Outside the swing states, states leaning Republican saw their incarceration rates increase at nearly twice the rate of Democrat-leaning states (30.3% compared to 15.7%). Yet index crime in the Democratic-leaning states dropped at twice the rate of crime in the Republican-leaning states (37.3% vs. 16.9%).

The effect the felony-related disenfranchisement of black voters had on the 2000 and 2004 presidential elections has been well-documented.

Using data compiled by Christopher Uggen and Jeff Manza from Northwestern University, the report ... estimated that 1,757,617 people were barred from voting in the hotly contested swing states in the 2000 election. The number of disenfranchised voters exceeded the margin of victory in eleven swing states. In Florida, the 827,207 disenfranchised exceeded George W. Bush’s 537 vote margin 1500-fold; in New Mexico, there were 214 times as many disenfranchised voters as Al Gore’s 2000 margin of victory there.

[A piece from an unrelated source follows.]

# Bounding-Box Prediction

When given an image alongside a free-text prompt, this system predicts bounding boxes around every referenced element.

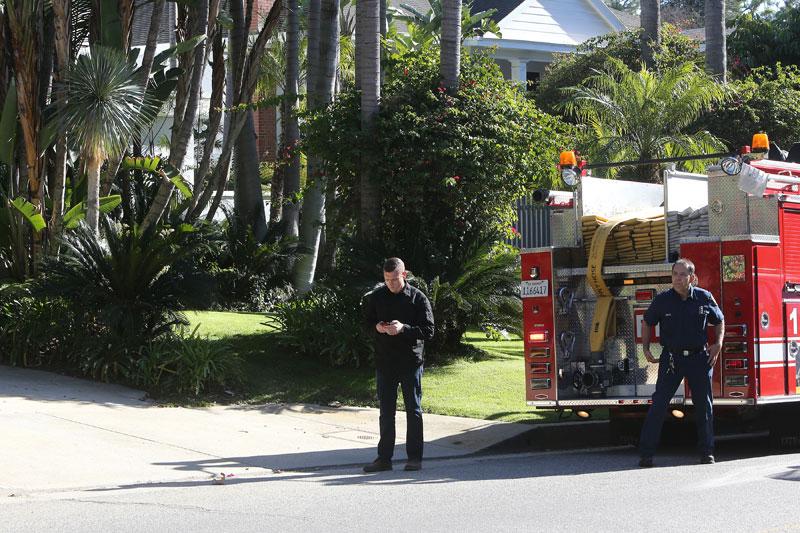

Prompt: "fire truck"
[521,134,800,443]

The report found that the increase in incarceration and disenfranchisement has hit African American men the hardest. One in ten black men in his twenties or thirties wakes up every morning behind bars and nearly twice as many black men will have been to prison by their early thirties as will have obtained a bachelors degree. African American men make up 30% of disenfranchised voters, but only 6.1% of America’s population.

“The target audience for America’s penal system, African American men, have a diminishing say in our political process, even after they have paid their debt to society,” said, Jim Lanier, of the National Urban League’s Institute for Opportunity and Equality.

It may be that the prison-building and incarceration industry we're seeing now in Iraq may come to have the same effect on the political process there, if the jails keep filling with insurgents and anyone the U.S. military thinks might be an insurgent.